Function to read a directory and return a list of filepaths from that directory.

In [None]:
def readDirectory(dir: str) -> list:
    files: list = listdir(dir)
    filepaths: list = [join(dir, f) for f in files]
    return filepaths

### Estimate Depth with MiDaS

Takes a file path to an image (`imagePath`) and an output folder path (default is `./data`; `outputFolder`) as input. A model type (`modelType`) is required as well.

**NOTE**: `modelType` must be a compatible MiDaS model type. See [here](https://pytorch.org/hub/intelisl_midas_v2/) for supported model types.

It then uses the approach outlined in [1, 2](#citations) to estimate the depth of an image.

Area of interest maps are saved in `.jpg` format in the `outputFolder` with the following scheme:

- `outputFolder`/FILENAME_MODELTYPE`.jpg`

Where FILENAME is the original name of the file without the extension and MODELTYPE is the model type that was used for estimation.

In [None]:
def estimateDepth(imagePaths: list, modelType: str, outputFolder: str = "data") -> None:
    midas = torch.hub.load("intel-isl/MiDaS", modelType)
    midas_transforms = torch.hub.load("intel-isl/MiDaS", "transforms")

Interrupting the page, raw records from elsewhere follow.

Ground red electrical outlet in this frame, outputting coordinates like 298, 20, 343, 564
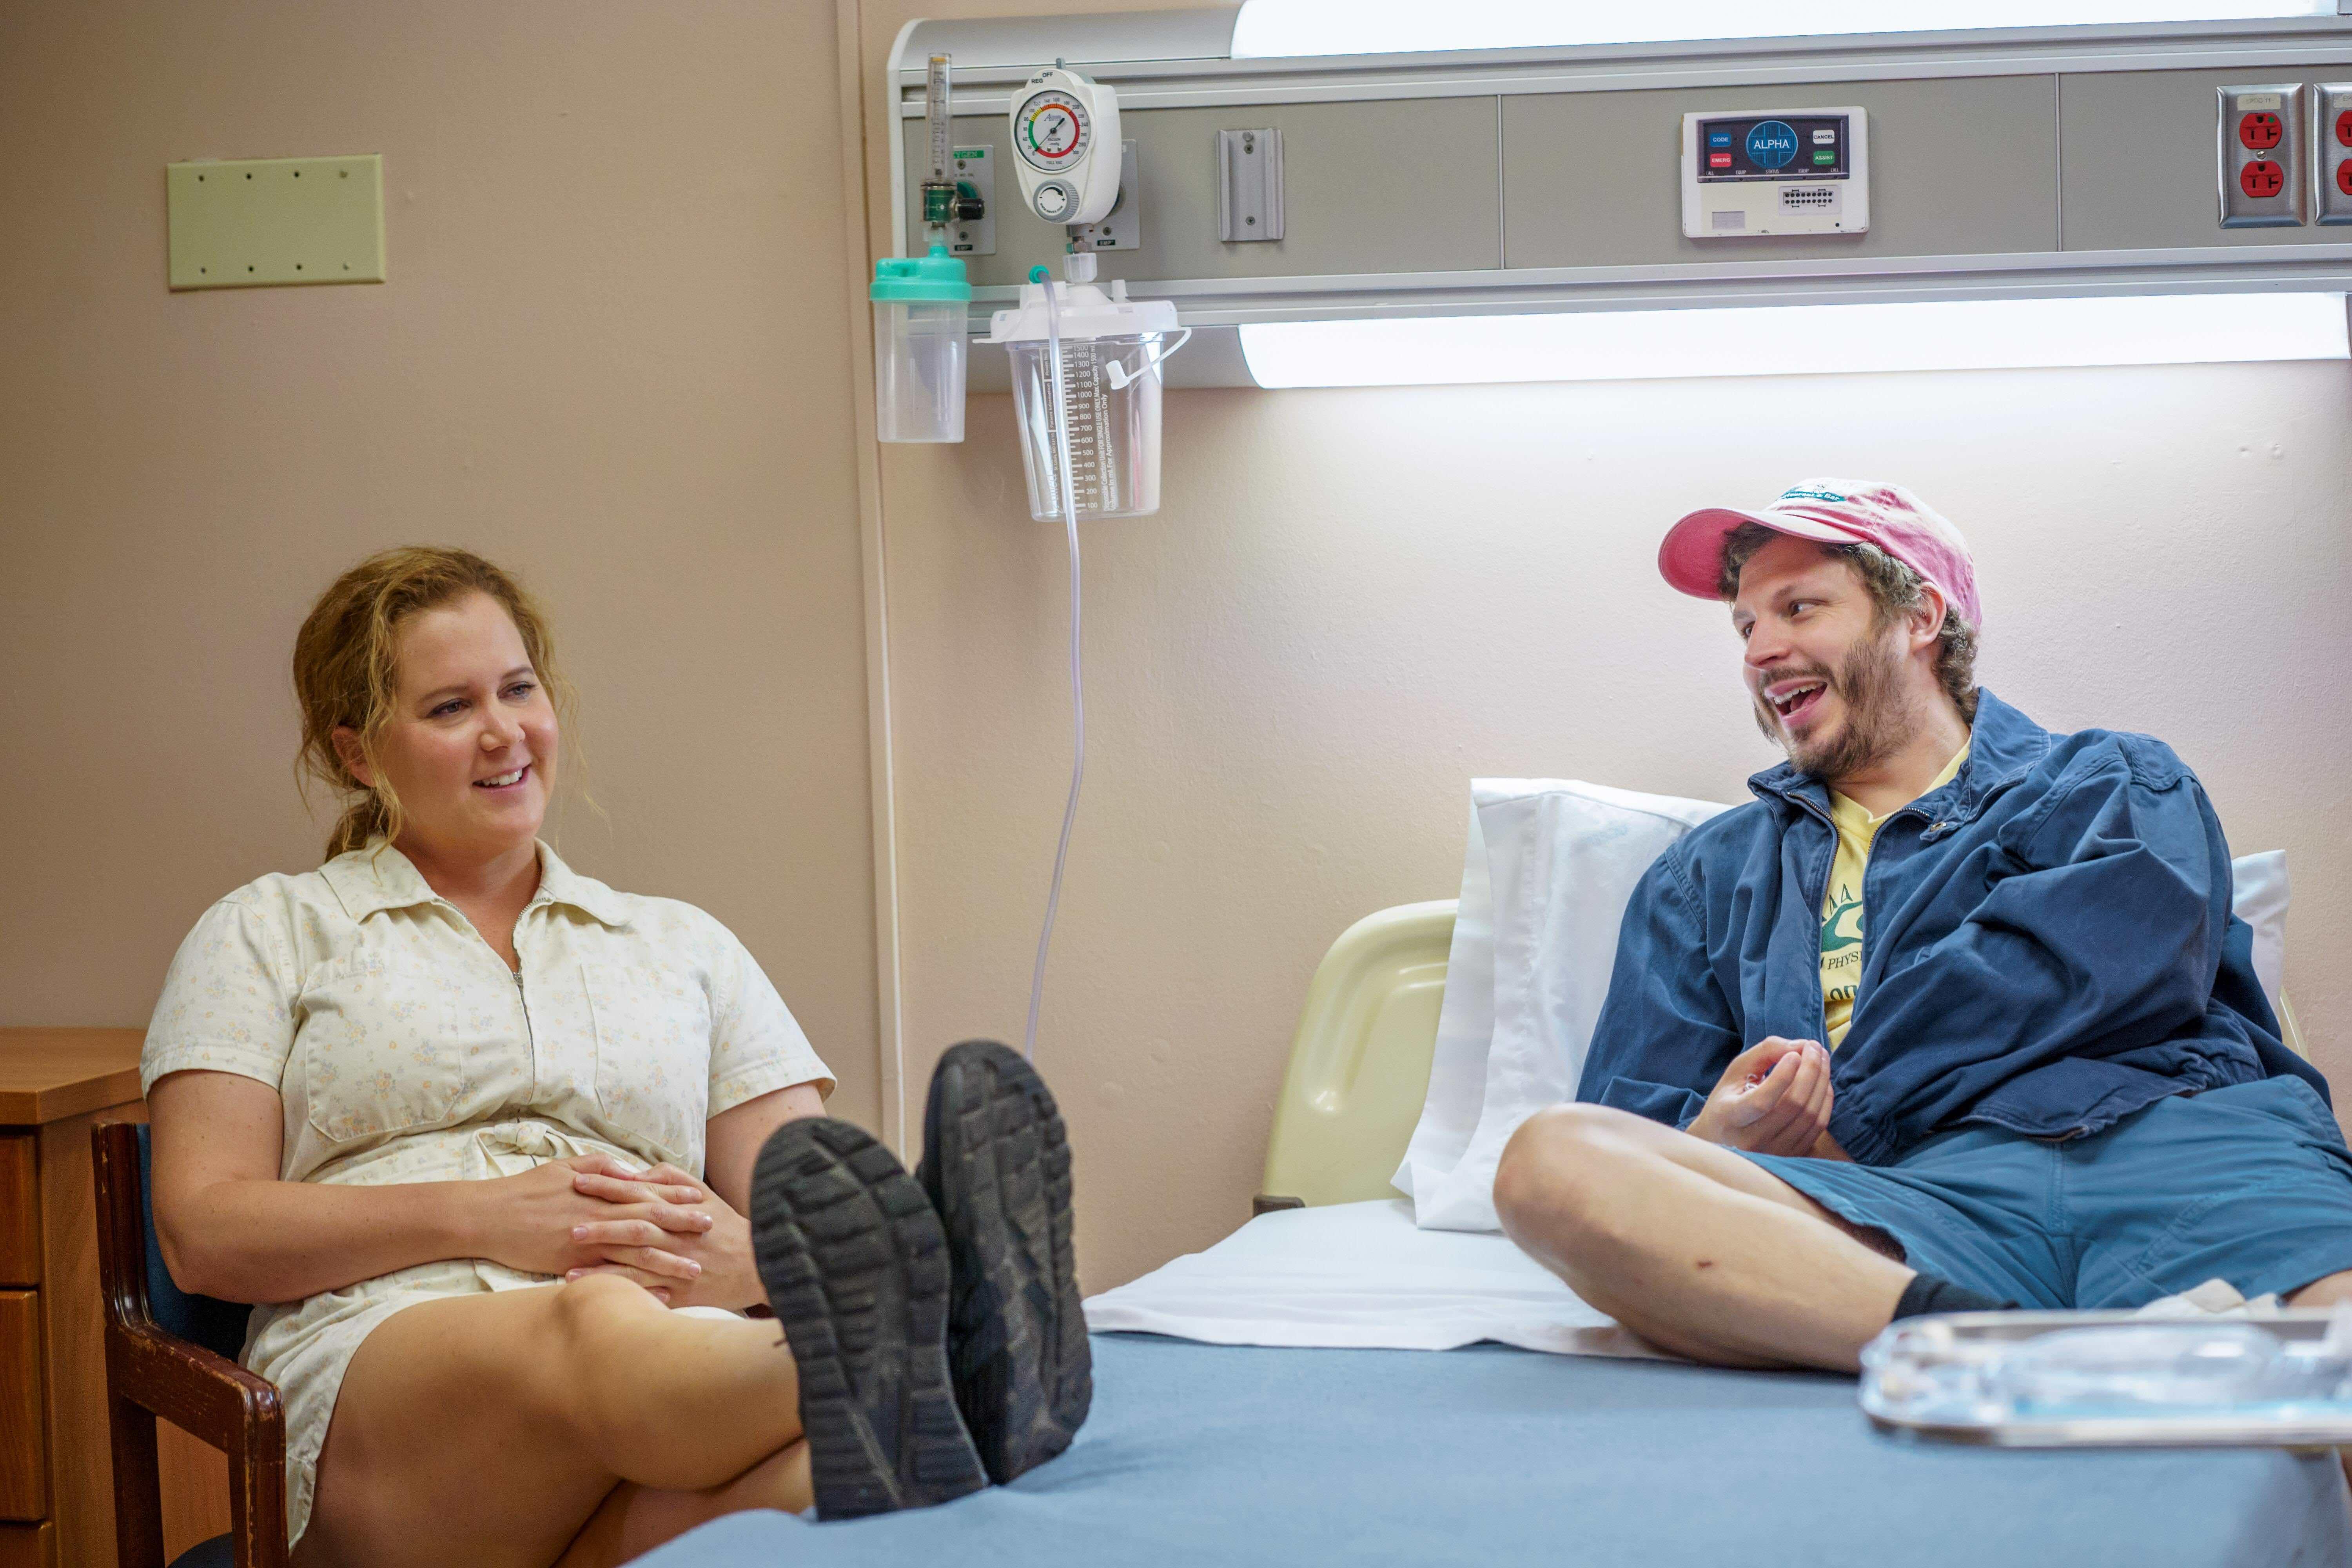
2338, 109, 2352, 148
2241, 160, 2286, 199
2240, 111, 2285, 150
2339, 159, 2352, 196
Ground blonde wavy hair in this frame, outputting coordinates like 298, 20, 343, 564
293, 547, 578, 858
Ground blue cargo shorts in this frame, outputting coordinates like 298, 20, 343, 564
1740, 1076, 2352, 1309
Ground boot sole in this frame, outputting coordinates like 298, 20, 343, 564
922, 1040, 1092, 1484
750, 1117, 988, 1520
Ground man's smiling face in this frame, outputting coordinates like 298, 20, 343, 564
1730, 533, 1914, 783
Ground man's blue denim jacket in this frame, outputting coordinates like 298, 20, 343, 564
1576, 689, 2325, 1166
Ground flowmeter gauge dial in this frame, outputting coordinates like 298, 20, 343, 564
1009, 66, 1123, 226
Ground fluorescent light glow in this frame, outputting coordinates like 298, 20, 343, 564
1231, 0, 2332, 57
1238, 294, 2352, 388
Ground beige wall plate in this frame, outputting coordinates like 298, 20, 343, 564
166, 154, 384, 289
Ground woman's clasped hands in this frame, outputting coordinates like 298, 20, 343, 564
472, 1152, 759, 1308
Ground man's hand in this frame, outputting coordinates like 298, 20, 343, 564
1687, 1037, 1835, 1157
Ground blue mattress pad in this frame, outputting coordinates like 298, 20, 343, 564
643, 1333, 2351, 1567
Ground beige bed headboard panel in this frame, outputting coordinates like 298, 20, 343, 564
1261, 901, 1455, 1209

    device = torch.device("cuda") if torch.cuda.is_available() else torch.device("cpu")
    midas.to(device)
    if modelType == "DPT_Large" or modelType == "DPT_Hybrid":
        transform = midas_transforms.dpt_transform
    else:
        transform = midas_transforms.small_transform

    with Bar(f"Estimating depth with {modelType}...", max=(len(imagePaths))) as bar:
        imagePath: str
        for imagePath in imagePaths:
            imageName: str = (
                PurePath(imagePath).with_suffix("").name
                + f'_{modelType.replace("_", "-")}.jpg'
            )
            outputPath: str = join(outputFolder, imageName)

            image: ndarray = cv2.imread(imagePath)
            image = cv2.cvtColor(image, cv2.COLOR_BGR2RGB)
            input_batch = transform(image).to(device)

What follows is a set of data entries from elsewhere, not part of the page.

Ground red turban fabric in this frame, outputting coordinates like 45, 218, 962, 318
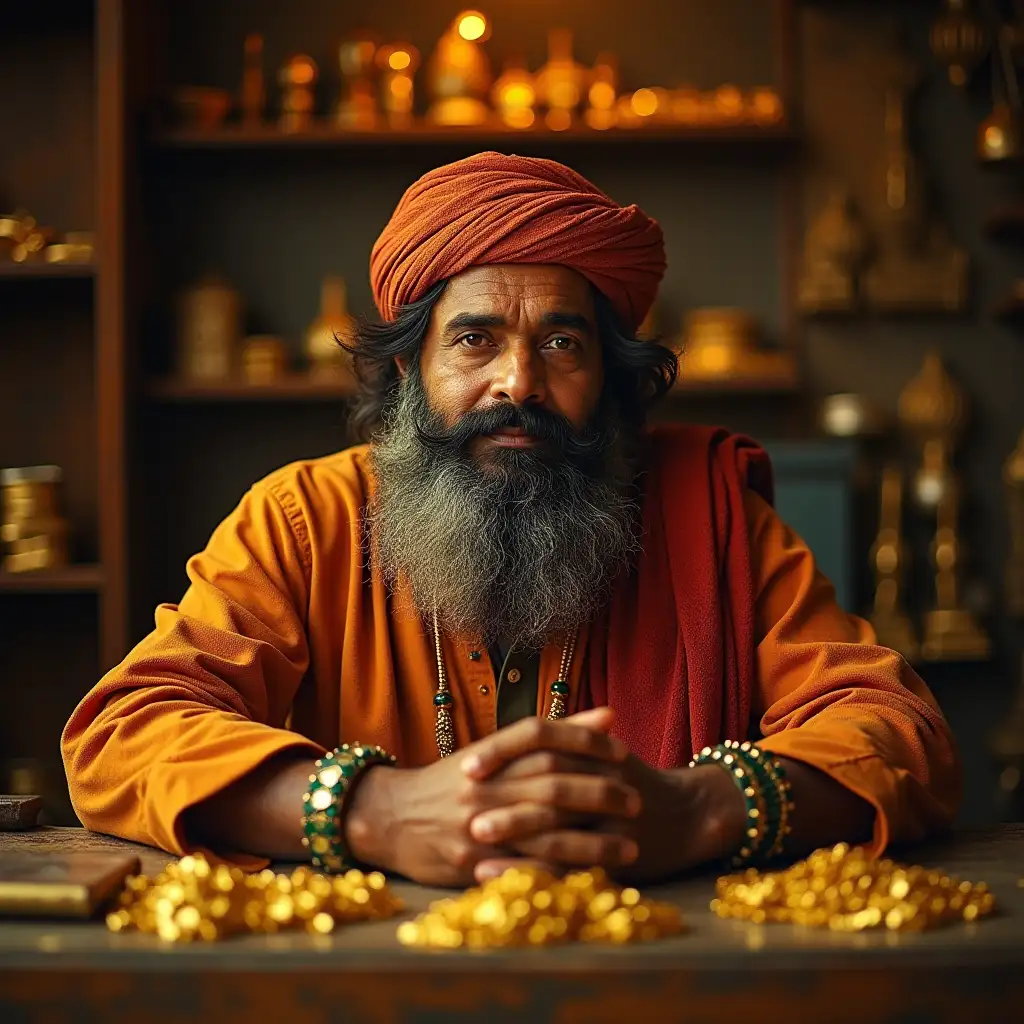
370, 151, 666, 333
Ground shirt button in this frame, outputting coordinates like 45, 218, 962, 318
479, 685, 490, 695
506, 668, 522, 684
469, 651, 482, 661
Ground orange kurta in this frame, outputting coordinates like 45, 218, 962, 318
61, 444, 960, 859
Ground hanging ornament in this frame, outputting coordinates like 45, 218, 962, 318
929, 0, 988, 87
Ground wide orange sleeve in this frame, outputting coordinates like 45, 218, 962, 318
61, 480, 324, 860
745, 491, 961, 855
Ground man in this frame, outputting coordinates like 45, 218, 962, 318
62, 153, 959, 886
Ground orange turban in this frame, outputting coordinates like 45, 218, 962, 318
370, 152, 665, 333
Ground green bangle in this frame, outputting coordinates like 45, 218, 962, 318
690, 741, 792, 868
301, 743, 396, 872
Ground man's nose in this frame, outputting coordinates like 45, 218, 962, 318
488, 344, 546, 406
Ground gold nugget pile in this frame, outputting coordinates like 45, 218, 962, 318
107, 854, 402, 942
712, 842, 996, 932
397, 866, 683, 949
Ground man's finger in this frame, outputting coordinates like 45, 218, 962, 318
469, 801, 561, 843
469, 774, 641, 823
512, 831, 639, 868
461, 708, 625, 780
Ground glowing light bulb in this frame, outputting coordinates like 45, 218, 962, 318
457, 12, 488, 41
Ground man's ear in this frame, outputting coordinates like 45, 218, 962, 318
394, 356, 408, 378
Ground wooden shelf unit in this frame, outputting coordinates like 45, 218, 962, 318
2, 0, 803, 824
146, 375, 356, 402
0, 262, 95, 279
151, 120, 798, 151
0, 565, 105, 593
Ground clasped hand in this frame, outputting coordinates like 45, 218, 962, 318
346, 708, 735, 887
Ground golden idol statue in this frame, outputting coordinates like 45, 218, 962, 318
378, 44, 419, 130
863, 55, 968, 311
535, 28, 587, 131
898, 353, 989, 661
798, 189, 871, 314
241, 33, 265, 126
426, 10, 492, 127
278, 55, 318, 133
584, 54, 618, 131
868, 465, 919, 660
492, 57, 536, 130
305, 275, 357, 383
336, 33, 379, 130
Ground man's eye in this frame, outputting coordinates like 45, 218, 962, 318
458, 333, 489, 347
546, 335, 578, 351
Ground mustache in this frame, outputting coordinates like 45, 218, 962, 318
412, 401, 609, 461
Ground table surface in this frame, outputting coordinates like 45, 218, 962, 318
2, 826, 1024, 1024
1, 824, 1022, 972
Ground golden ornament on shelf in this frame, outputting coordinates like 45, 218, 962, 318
278, 54, 318, 133
929, 0, 988, 88
242, 336, 288, 385
799, 189, 871, 314
868, 465, 919, 661
397, 866, 683, 950
177, 274, 242, 381
44, 231, 94, 264
584, 53, 618, 130
535, 28, 587, 132
864, 57, 968, 311
1, 466, 69, 574
426, 10, 493, 127
336, 33, 380, 130
107, 854, 402, 942
898, 353, 989, 661
240, 33, 265, 126
492, 57, 536, 130
748, 86, 784, 125
0, 210, 53, 263
669, 86, 705, 125
712, 84, 744, 122
713, 842, 995, 931
172, 87, 231, 130
305, 275, 357, 381
676, 308, 795, 386
378, 43, 419, 130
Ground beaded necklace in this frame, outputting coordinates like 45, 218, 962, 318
431, 611, 576, 757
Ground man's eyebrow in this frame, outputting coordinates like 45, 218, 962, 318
542, 312, 594, 333
442, 313, 507, 333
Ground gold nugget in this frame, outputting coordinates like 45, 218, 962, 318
107, 854, 402, 942
396, 866, 683, 949
711, 842, 996, 932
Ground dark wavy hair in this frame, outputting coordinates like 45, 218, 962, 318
342, 279, 678, 442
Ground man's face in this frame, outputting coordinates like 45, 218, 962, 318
411, 264, 604, 460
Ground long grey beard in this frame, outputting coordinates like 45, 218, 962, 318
366, 377, 643, 650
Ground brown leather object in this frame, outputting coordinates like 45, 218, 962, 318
0, 795, 43, 831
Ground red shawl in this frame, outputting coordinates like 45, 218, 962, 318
585, 424, 774, 769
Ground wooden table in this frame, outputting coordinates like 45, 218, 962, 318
1, 826, 1022, 1023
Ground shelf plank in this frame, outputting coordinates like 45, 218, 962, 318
673, 362, 801, 395
0, 262, 95, 279
147, 375, 356, 402
151, 121, 798, 151
0, 565, 104, 593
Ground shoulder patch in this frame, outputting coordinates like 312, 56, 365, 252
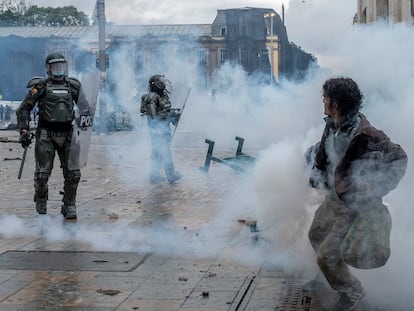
26, 76, 46, 89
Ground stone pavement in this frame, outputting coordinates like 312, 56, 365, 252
0, 128, 335, 311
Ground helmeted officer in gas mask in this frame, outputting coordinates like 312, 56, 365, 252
16, 52, 86, 219
141, 74, 182, 184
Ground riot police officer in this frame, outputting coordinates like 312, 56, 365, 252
16, 53, 85, 219
141, 74, 182, 184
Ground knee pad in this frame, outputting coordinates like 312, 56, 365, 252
34, 172, 49, 198
63, 170, 81, 205
65, 170, 81, 186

            with torch.no_grad():
                prediction = midas(input_batch)

                prediction = torch.nn.functional.interpolate(
                    prediction.unsqueeze(1),
                    size=image.shape[:2],
                    mode="bicubic",
                    align_corners=False,
                ).squeeze()

            prediction: ndarray = prediction.cpu().numpy()

            cv2.imwrite(outputPath, prediction)
            bar.next()

### Main Method

In [None]:
def main() -> None:
    depth_DPTLarge: str = "DPT_Large"
    depth_DPTHybrid: str = "DPT_Hybrid"
    depth_MiDaSsmall: str = "MiDaS_small"

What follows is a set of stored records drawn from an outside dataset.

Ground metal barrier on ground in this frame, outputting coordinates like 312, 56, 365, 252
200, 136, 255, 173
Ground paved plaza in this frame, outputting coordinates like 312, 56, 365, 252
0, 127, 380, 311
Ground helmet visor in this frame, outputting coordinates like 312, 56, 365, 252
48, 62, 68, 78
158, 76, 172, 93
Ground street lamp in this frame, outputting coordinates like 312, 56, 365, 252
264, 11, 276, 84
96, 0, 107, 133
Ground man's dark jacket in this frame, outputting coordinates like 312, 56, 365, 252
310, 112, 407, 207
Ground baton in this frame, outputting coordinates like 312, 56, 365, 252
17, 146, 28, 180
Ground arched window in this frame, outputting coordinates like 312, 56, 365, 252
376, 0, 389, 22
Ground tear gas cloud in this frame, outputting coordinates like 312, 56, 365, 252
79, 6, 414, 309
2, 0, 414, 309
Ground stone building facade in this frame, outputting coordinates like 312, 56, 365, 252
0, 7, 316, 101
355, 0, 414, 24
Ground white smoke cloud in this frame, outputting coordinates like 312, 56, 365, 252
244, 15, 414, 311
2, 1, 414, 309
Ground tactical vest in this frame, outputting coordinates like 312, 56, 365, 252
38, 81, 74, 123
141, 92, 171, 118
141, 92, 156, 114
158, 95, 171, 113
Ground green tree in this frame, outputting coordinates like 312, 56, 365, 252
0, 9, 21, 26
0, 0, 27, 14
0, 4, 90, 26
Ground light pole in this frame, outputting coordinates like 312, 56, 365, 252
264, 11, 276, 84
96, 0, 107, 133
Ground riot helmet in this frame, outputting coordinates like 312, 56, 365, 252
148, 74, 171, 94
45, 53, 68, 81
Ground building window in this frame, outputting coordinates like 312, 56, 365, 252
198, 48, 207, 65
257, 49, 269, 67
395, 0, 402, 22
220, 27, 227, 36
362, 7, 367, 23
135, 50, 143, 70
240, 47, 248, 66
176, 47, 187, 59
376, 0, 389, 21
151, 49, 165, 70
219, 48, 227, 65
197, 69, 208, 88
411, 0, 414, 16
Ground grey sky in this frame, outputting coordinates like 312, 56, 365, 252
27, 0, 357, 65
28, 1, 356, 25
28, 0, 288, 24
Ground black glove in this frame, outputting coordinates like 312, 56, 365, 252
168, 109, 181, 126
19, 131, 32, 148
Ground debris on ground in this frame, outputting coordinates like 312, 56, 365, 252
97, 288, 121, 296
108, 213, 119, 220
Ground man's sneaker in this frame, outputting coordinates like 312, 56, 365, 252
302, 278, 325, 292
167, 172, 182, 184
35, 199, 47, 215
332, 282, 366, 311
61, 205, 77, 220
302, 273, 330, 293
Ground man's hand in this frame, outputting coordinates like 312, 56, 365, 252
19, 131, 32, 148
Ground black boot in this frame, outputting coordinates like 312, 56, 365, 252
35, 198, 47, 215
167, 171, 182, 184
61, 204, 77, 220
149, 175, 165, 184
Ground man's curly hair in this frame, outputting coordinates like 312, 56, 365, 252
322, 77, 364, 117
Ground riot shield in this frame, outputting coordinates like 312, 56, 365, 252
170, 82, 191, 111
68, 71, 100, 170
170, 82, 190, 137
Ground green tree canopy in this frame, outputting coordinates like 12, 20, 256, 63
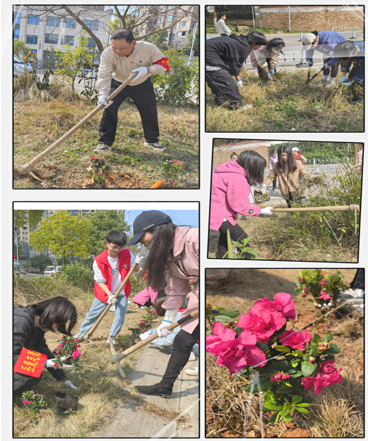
30, 211, 92, 265
14, 210, 44, 229
14, 40, 31, 58
30, 255, 53, 273
185, 27, 199, 52
145, 29, 169, 49
85, 210, 131, 256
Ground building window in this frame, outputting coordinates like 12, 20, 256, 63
180, 21, 188, 28
84, 20, 99, 31
167, 15, 173, 22
47, 16, 61, 27
73, 210, 78, 215
45, 34, 58, 44
158, 17, 163, 23
64, 18, 76, 28
61, 35, 74, 45
26, 35, 38, 45
177, 31, 186, 38
28, 14, 40, 25
87, 38, 96, 48
13, 12, 21, 40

    dir: str = input("Image directory to analyze: ")
    imagePaths: list = readDirectory(dir)

    estimateDepth(imagePaths, depth_DPTHybrid)
    estimateDepth(imagePaths, depth_DPTLarge)
    estimateDepth(imagePaths, depth_MiDaSsmall)

if __name__ == "__main__":
    main()

## Citations

1. R. Ranftl, A. Bochkovskiy, and V. Koltun, “Vision Transformers for Dense Prediction.” arXiv, Mar. 24, 2021. doi: 10.48550/arXiv.2103.13413.
2. R. Ranftl, K. Lasinger, D. Hafner, K. Schindler, and V. Koltun, “Towards Robust Monocular Depth Estimation: Mixing Datasets for Zero-shot Cross-dataset Transfer.” arXiv, Aug. 25, 2020. doi: 10.48550/arXiv.1907.01341.